Thursday 17 January 2013

Coping with the winter weather

I'm not entirely sure why snow brings people into mass hysteria, it is easier to cope with it if you are a lot more rational. Panic buying, clogging roads to get home before everyone else snarls up the traffic in the bad weather which does not work. Plan in advance. If it is going to snow first of all dress sensibly, this is the most important thing if you do get stranded you need to keep warm, it is not a time for vanity, sensible shoes, winter coats, warm jumpers, hats, gloves & scarves, leaves the heels, skirts, fashion shoes & denim at home. As far as food goes, dried goods are far more useful than perishable goods. Why do people think that bread & milk are the most important things? They deteriorate quickly, sure bread flour is a better idea & if you are stranded at home you will have time to bake. Long life milk would be more useful if milk is absolutely essential to you to have it, though at this time of year building up mucus is not the best idea anyway. Keep curtains closed will help keep heat in. wear you jumpers & warm clothes around the house so you don't have to ramp the heating up too much more than you'd need to. Keep your phone with you so that you can contact loved ones just in case you get stranded. Do take some high energy food with you just in case you get stranded & a hot drink in a thermos flask. If you have these then you are less likely to need to do the panic things that grinds the country to a halt. Also only drive anywhere if you have too, walk if you can or work from home if you can. Check on neighbours if they are elderly, sick or disabled. Most of all enjoy it, build snowmen, throw snowballs put out bird feed & see what birds come into your garden.
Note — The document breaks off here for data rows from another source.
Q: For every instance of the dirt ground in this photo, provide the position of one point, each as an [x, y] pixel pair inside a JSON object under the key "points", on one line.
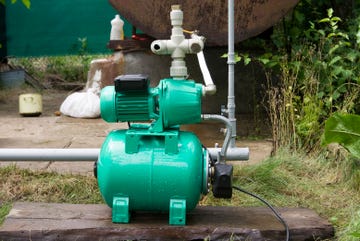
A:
{"points": [[52, 131]]}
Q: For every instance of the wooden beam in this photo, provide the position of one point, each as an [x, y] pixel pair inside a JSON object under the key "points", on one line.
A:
{"points": [[50, 221]]}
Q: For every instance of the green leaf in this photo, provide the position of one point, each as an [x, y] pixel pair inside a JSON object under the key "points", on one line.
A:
{"points": [[247, 60], [343, 129], [26, 3], [324, 20]]}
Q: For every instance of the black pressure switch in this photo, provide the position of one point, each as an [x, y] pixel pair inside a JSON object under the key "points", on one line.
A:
{"points": [[132, 82], [222, 182]]}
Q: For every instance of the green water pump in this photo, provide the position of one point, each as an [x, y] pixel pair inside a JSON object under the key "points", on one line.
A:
{"points": [[152, 165]]}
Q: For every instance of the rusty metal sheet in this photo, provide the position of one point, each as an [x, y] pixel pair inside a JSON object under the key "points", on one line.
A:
{"points": [[209, 17]]}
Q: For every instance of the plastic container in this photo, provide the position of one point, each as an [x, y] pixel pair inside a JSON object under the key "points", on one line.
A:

I have a 4.2 mile walk to work tomorrow though being sensible I am looking at finding an alternative route as it is quite steep. Those are my tips to cope

Wednesday 9 January 2013

Confidence crash

Sorry for the major hiatus in the posting I had difficulties getting onto my blog. I have had issues recently with my confidence, it took a nose dive recently for real apparent reason, I feel I'm coming out of it as I realised there was no reason why I shouldn't have confidence in my self & kinda shook myself & told myself to get a grip, my life could be worse & has been in the past. Well it appears that I need to de clutter my head & do tasks that are important to me & my life, take strength from my faith. So if you are having a crisis in confidence & your not sure why, dig deep, concentrate on your strengths, do something you love & are good at & you may find your confidence creep back, but the first step is to acknowledge your lack of confidence first otherwise you won't be able to do much about it. The much happier Pagan Chaplain.